A Switch port of games from five years ago that feels like it’s more than 10 years old.
Revisiting the past of video games can be a dicey proposition. More often than not, games are a product of their era and elicit a strong sense of “you had to be there” nostalgia to be appreciated, especially in light of constant iteration. Every so often, a game clearly stands the test of time and holds up despite coming out years ago. New Super Mario Bros. U DX straddles the line deftly, as the creativity and smart level design on display in New Super Mario Bros. U and New Super Luigi U are still excellent after more than half a decade. But something was lost in translation. A sauntering pace and the absence of Miiverse and Boost Mode help to make these two well-crafted adventures feel much older than they actually are, like they’re representative of Nintendo from an era extremely far removed from 2019.
Since these games debuted, Nintendo has executed a slew of brilliant ideas, mostly related to the launch of the Switch after the failure of the Wii U. Even just limiting it to Mario games, Super Mario Maker and Super Mario Odyssey were both a shot in the arm for the company’s mascot. Both are great, with Mario Maker reinventing the 2D style with a creation aspect and Odyssey making modern updates like removing the traditional lives system. In comparison, New Super Mario Bros. U seems like it’s from a lifetime ago, as the 2D platformer is built around a nearly perfunctory lives system and a baffling save system that features temporary quick saves and only offers a full save after beating a castle or fortress. And while so many platformers—even ones from 2012—let players quickly jump back into the action after a death, this pair of games still feature immense downtime between failures, as you’re always kicked back out to the world map and have to wait just a little bit too long to jump back into the action. For a port of a game from a past generation, the load times are weirdly lengthy.

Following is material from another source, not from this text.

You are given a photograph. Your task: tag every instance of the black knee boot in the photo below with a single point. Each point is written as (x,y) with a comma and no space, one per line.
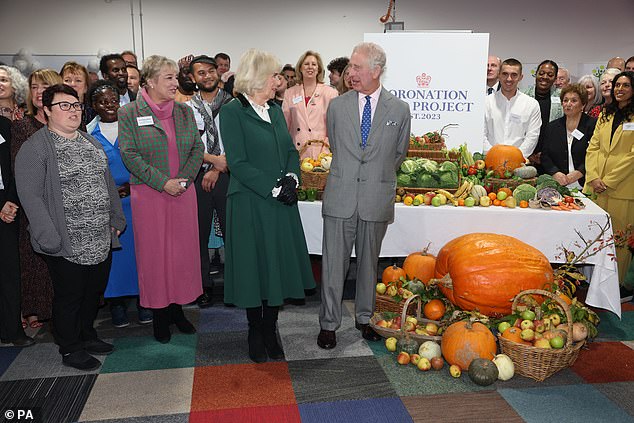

In their initial 2012 and 2013 launches, New Super Mario Bros. U and New Super Luigi U were both the end of an era of 2D Mario. To that end, they weren’t all that “new.” Both games still show off some of the sharpest Mario level design to date, but aside from a more cohesive world map and a new Squirrel power-up that basically is the Super Mario World Cape but worse, the intriguing additions are all washed away in the Switch port. The Wii U versions were Miiverse showcases, offering a great level of social interaction with the ability to jot down or view hints from other players (and sometimes be subject to pure horror because Miiverse did have its NSFW issues). It also had Boost Mode, an amusing multiplayer mode where a player could use the Wii U GamePad’s touch screen to assist another player or four. While remnants of that mode still linger, the clever application of asymmetric multiplayer is gone.
Moving away from what’s absent from the Switch ports, here’s what it adds: not much. The biggest addition is Toadette, a new player character that can transform into the disturbing mutant Peachette, which is a great way to play this hard platformer if it’s too challenging. Peachette has Peach’s trademark sidescrolling float as well as a second jump that offers a great vertical boost. Toadette is basically an easy mode, with Nabbit—now playable in New Super Mario Bros. U for the first time— being the easiest mode as he doesn’t take damage from enemies. Having that gradation in difficulty and letting Toadette, Nabbit, and other characters all play together is great.
With all of that in mind, if you missed out on the Wii U or the last gasps of the New Super Mario Bros. series, this collection of that era of 2D Mario’s finest hours is well worth playing. The levels are clever and the challenge is terse but fair. The soundtrack is still boring and disappointing, though ultimately inoffensive. As long as you can get past that and some of the borderline archaic elements, like the laborious pacing or the ancient save and lives system, New Super Mario Bros. U and New Super Luigi U are both awesome. It might not be 2D Mario’s best, but it’s definitely worthy of being in the conversation.
On a system with countless other 2D platformers, whether it’s other ones from Nintendo (Tropical Freeze holds up way better) or the hundreds from indie developers, New Super Mario Bros. U DX is far less essential. The package is totally fine, and outside of Peachette leading to one of the most disturbing memes in recent Nintendo memory, the new character’s addition is welcome. Aside from that, the only benefits of this release is that it can be truly played portably and it’s on a console a lot more people own.